Séance du 13 juin 2018 – Sommaire :

  • Le soufflé autour du Sommet entre Donald Trump et Kim Jong-un est vite redescendu, les investisseurs se refocalisant très rapidement sur la réunion de la FED et de la BCE. Au Royaume-Uni, les débats parlementaires autour du projet de loi de sortie maintiennent la livre sterling sous pression.
  • La paire EUR/USD est stable ce matin autour de $1,1750 alors que se profile ce soir la réunion de la Fed en marge de laquelle une nouvelle hausse de taux devrait être annoncée. Les marchés surveilleront les nouvelles projections de la banque.
  • La paire EUR/GBP oscille toujours autour de £0,88 alors que Theresa May s’est évitée hier un cuisant revers au parlement. Cependant, les concessions faites auprès des conservateurs pro-européens soulignent le peu de marges de manœuvre de Theresa May.
  • L’EUR/JPY reste à proximité de ¥130 et l’EUR/CHF à ₣1,16. Peu de volatilité, les investisseurs apparaissent en position d’observation avant la FED ce soir et la BCE demain.
  • Les devises nordiques continuent de s’apprécier face à l’euro et surfent sur les spéculations de hausses de taux avant la fin de l’année, probablement au T3 en Norvège et potentiellement à la fin du T4 en Suède. L’EUR/NOK oscille sur ses plus bas niveaux depuis 7 mois sous NOK 9,45 tandis que l’EUR/SEK enregistre un repli de -1,2% sur les 3 dernières séances et oscille sur ses plus bas niveaux depuis 3 mois sous SEK 10,15.
  • Les devises émergentes enregistrent un important repli ce mercredi – particulièrement la livre turque et le rand sud-africain – alors qu’une nouvelle hausse de taux aux Etats Unis est susceptible de venir provoquer d’importantes sorties de capitaux au sein des marchés émergents.
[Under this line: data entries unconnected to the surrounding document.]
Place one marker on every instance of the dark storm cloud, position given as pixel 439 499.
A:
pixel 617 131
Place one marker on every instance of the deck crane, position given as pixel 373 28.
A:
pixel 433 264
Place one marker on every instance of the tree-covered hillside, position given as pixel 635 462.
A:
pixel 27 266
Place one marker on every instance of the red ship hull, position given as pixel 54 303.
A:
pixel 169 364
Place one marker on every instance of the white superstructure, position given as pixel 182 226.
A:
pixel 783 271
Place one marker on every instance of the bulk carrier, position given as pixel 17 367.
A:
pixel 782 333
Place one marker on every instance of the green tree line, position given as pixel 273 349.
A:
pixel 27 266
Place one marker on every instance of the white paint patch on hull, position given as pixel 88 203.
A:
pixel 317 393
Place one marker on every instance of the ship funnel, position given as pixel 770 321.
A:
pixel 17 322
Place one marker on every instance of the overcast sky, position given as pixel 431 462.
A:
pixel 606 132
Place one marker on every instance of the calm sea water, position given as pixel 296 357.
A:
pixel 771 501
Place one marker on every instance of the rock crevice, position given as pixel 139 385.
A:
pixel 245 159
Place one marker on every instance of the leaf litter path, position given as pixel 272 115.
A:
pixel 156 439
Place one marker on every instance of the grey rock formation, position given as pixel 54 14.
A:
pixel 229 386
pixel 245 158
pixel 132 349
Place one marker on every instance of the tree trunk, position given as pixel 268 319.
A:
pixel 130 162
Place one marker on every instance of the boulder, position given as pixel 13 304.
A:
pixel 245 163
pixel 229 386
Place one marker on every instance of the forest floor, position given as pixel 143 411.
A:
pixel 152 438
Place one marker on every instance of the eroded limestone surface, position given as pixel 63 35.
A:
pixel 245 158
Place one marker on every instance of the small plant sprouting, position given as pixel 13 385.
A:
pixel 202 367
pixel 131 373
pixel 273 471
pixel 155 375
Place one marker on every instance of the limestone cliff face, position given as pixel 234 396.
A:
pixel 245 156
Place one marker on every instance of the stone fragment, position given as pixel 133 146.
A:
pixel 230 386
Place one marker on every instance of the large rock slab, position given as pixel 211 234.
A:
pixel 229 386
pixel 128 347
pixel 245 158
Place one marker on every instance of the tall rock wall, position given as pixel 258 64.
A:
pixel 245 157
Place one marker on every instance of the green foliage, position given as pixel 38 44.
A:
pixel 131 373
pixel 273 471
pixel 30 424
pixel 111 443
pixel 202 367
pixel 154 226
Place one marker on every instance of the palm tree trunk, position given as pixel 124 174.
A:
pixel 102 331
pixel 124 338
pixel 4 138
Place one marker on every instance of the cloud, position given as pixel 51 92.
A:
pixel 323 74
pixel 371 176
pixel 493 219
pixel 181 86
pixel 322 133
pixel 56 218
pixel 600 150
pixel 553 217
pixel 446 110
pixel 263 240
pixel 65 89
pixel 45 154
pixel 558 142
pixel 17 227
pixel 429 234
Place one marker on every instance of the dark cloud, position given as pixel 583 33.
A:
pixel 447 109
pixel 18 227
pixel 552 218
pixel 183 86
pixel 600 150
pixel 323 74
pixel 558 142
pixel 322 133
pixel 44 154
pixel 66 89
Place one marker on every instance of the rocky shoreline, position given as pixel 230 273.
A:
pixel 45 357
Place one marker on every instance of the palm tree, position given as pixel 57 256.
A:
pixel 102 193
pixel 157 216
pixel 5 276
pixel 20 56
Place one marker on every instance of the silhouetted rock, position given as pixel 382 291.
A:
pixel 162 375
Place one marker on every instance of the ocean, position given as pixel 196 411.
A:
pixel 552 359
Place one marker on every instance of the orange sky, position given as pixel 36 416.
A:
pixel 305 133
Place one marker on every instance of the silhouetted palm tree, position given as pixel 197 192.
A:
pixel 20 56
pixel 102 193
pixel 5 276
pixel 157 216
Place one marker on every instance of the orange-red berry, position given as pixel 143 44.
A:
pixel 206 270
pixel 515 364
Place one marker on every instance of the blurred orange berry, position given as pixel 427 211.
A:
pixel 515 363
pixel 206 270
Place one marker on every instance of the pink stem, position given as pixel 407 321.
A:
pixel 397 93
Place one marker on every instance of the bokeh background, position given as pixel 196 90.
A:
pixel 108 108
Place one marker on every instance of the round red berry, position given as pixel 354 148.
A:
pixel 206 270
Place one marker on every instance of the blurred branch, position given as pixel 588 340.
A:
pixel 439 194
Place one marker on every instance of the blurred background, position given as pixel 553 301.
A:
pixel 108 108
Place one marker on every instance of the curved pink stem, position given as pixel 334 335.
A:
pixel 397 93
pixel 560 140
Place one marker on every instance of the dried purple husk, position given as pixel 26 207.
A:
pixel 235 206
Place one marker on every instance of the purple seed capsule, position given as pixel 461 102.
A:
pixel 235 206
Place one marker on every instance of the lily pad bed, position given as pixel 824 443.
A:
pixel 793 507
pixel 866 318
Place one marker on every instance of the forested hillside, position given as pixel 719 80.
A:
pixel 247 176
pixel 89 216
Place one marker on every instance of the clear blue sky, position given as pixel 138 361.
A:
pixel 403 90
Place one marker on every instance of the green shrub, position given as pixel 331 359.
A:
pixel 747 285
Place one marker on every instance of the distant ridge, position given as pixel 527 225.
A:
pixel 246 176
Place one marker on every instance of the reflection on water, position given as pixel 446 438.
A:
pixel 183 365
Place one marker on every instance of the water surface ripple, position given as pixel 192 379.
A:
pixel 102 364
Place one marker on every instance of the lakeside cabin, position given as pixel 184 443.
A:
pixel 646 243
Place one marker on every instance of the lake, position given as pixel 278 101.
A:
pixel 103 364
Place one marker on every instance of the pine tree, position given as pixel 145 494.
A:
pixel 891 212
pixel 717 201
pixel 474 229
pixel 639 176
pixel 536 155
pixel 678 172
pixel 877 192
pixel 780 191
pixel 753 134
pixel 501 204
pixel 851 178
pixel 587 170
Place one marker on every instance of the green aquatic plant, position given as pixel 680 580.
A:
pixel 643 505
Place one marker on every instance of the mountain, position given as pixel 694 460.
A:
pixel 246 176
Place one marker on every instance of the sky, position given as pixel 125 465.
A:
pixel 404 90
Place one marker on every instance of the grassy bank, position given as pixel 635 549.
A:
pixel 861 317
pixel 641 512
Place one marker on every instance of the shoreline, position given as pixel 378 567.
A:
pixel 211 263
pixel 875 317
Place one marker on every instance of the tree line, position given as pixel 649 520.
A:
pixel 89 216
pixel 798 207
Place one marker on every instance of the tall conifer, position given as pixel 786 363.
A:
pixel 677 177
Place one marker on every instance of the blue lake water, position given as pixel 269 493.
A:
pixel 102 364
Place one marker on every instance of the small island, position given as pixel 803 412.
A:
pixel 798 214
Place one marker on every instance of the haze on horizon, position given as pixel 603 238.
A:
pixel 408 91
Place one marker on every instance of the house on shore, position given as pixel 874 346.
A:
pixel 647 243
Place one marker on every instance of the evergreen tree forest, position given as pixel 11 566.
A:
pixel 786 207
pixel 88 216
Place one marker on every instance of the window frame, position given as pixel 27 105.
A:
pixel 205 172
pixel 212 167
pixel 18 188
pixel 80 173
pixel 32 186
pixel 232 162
Volatilité sur les marchés des changes– Dynamique de l’euro face à ses pairs :

USD

EUR/USD :Le cours a bénéficié en séance européenne du climat de détente général qui s’est propagé sur les marchés financiers après le Sommet entre Donald Trump et Kim Jong-un qui s’est conclu sur un accord de principe des deux parties à œuvrer pour le maintien de la « paix, prospérité et stabilité » dans la péninsule coréenne et dans le monde. Si un bref regain d’appétit au risque a offert l’occasion à l’EUR/USD de se maintenir en début de séance européenne aux abords du seuil de $1,18, cette dynamique s’est progressivement essoufflé au fil de la journée sous l’effet, comme nous l’évoquions hier, de statistiques économiques décevantes en Zone Euro (repli plus important que prévu de l’indice ZEW de sentiment des investisseurs allemands à un plus bas depuis plus de 5 ans) et plutôt rassurantes aux Etats Unis (indice d’inflation générale à un pic de plus de 6 ans de 2,8% & indice de base ressorti comme attendu à un pic de 19 mois de 2,2%), et d’une légère montée des spéculations à l’approche de la réunion de la FED. Au final, la paire de change a enregistré une perte d’un peu plus de 0,3% lors de la séance de mardi et clôturé sous le seuil de $1,1750 pour la 1ière fois depuis une semaine (clôture mardi à $1,1743). Les acheteurs de dollar font leur retour timide sur les marchés des changes et attendent avec impatience les nouvelles directives de la part des banquiers centraux américains.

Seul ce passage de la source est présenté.